A few weeks ago, I described a study about how post-COVID, 15-20% of people had difficultly drawing a ‘stick figure’, known as the Rey-Osterrieth Complex Figure (ROCF), and I observed:
I have no idea what the implications of this are, for let’s say, surgery. Or driving. Or standardized test scores. Though I imagine good is the wrong adjective. \It’s also not clear if this is permanent–and they may learn to compensate by ‘remembering’ the image. But this is really… not good. And around twenty percent (remember, some will fail in the absence of COVID) is so high, that even if things like vaccination lower the chance of this happening, we’re still looking at a non-trivial fraction of people with this dysfunction several months after infection.

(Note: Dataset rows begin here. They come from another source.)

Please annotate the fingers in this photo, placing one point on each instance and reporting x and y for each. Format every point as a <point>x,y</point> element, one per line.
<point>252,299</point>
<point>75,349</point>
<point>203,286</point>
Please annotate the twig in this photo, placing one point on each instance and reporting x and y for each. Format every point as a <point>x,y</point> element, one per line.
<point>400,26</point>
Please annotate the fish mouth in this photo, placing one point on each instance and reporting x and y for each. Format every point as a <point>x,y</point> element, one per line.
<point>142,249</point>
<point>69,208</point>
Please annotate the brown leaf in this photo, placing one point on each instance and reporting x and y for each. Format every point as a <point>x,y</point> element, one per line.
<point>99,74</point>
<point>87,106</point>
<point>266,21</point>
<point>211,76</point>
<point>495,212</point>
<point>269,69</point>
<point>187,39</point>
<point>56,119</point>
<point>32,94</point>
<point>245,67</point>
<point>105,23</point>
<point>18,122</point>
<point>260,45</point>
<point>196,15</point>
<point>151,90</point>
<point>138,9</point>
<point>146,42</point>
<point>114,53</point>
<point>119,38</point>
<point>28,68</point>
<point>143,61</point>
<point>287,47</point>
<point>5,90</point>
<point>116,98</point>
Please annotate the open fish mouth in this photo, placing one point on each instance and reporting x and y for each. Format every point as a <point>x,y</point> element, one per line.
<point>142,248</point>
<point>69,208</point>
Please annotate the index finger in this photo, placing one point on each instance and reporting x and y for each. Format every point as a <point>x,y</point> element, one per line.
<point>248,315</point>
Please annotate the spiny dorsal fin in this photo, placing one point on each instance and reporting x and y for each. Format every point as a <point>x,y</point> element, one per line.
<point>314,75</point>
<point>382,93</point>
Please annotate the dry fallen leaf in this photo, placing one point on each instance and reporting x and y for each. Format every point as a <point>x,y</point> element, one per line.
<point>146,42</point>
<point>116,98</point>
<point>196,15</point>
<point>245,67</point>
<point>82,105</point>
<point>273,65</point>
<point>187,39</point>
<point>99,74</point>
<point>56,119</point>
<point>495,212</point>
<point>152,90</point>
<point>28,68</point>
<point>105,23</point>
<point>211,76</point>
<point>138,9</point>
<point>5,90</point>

A recent preprint analyzed the results of 84,285 Great British Intelligence Test participants who completed a questionnaire about COVID-19 infection (suspected and confirmed). Even those who had mild symptoms not requiring hospitalization showed a decrease of 0.04 standard deviations in overall scores (“global cognitive scores”). When examined further, the subgroup of tests that examine semantic problem solving and visual selective attention were affected the most. In the study I discussed previously, the effects were largely seen on the ROCF, which assesses assess visuospatial abilities, executive functions, and memory, so the same broad classes appear to be affected.
In this study, unfortunately, the results are phrased exclusively as changes in standard deviations, which will mask how the changes happened: is this an across-the-board decline, or is an increased, but small percentage of test takers performing horribly. Hopefully, if they publish this study, the authors will report how many people who had COVID perform poorly (e.g., 1.5 standard deviations below the mean; this cutoff is the bottom 6.5% of pre-COVID test takers). We also don’t know what effect, if any, vaccination has (that wasn’t asked).
Still, if you are still trying to avoid (re)infection, you are not the weirdo. Because the flu–or a common cold–does not affect cognition like this in this many people.